Poster Presentation 53.419: Tuesday, May 19, 2026, 8:30 am – 12:30 pm, Pavilion
Session: Temporal Processing: Neural mechanisms, models

Minsun Park1, Tomas Knapen2,3, Sam Ling1; 1Boston University, 2Spinoza Center for Neuroimaging, KNAW, 3Vrije University Amsterdam

To process dynamic inputs efficiently in the temporal domain, the visual system does not simply accumulate sensory inputs linearly. Instead, neural responses to stimuli have been shown to exhibit compressive temporal summation, typically explained by a delayed normalization (DN) model. This model assumes a single decay constant to account for temporal normalization, but prior work has largely restricted testing to sub-second timescales –regimes within which a single decay constant is likely to suffice. However, it is known that neural adaptation doesn’t adhere to a single fixed timescale, but exhibits power-law behavior. Here, we tested a modified DN model in which the decay constant scales as a power-law function of duration across a wider range of stimulus durations.

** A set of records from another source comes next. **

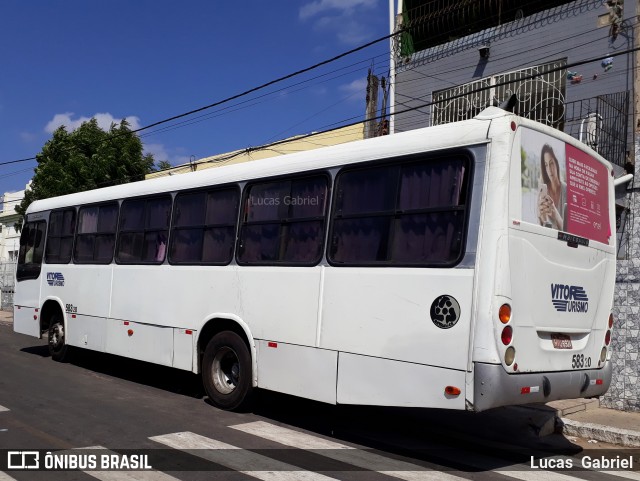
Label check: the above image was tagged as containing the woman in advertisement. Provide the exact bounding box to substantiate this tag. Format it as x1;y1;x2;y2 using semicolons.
537;144;566;230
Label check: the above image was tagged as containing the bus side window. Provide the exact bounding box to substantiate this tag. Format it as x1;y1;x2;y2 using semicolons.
74;203;119;264
33;228;44;264
18;225;32;263
17;221;47;281
169;187;240;265
117;195;171;264
237;175;328;266
46;208;76;264
329;156;469;267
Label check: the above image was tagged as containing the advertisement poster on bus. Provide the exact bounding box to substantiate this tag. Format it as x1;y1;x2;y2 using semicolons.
519;128;609;244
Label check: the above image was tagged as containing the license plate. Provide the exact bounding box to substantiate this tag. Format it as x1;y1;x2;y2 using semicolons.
551;333;572;349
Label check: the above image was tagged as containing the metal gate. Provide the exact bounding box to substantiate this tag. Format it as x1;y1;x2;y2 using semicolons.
0;261;16;310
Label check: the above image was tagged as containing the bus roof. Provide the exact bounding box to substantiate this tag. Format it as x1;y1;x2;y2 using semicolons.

We used fMRI to measure BOLD responses in human early visual cortex (V1–V3) to arrays of gratings (45% contrast), which were presented for eight log-spaced durations (33 msec to 4.2 sec), using a fast event-related design. We observed strong sub-additivity in the BOLD response as stimulus duration increased, across all visual areas. The standard DN model with a fixed decay constant successfully predicted responses for brief durations, replicating previous findings. Interestingly though, it failed to account for the response compression at longer timescales. That is, the DN model significantly underestimated the magnitude of compression at longer durations (e.g., > 1 sec). In contrast, a modified DN model with a scaled decay constant does capture visuocortical response amplitudes across a full range of durations, challenging the assumption of a unitary temporal normalization pool. This dynamic DN model operates over a broader continuum of timescales, by flexibly adjusting to the temporal structure of visual inputs.

Acknowledgements: This work was funded by the National Institutes of Health (NIH) Grand R01EY028163 to S. Ling.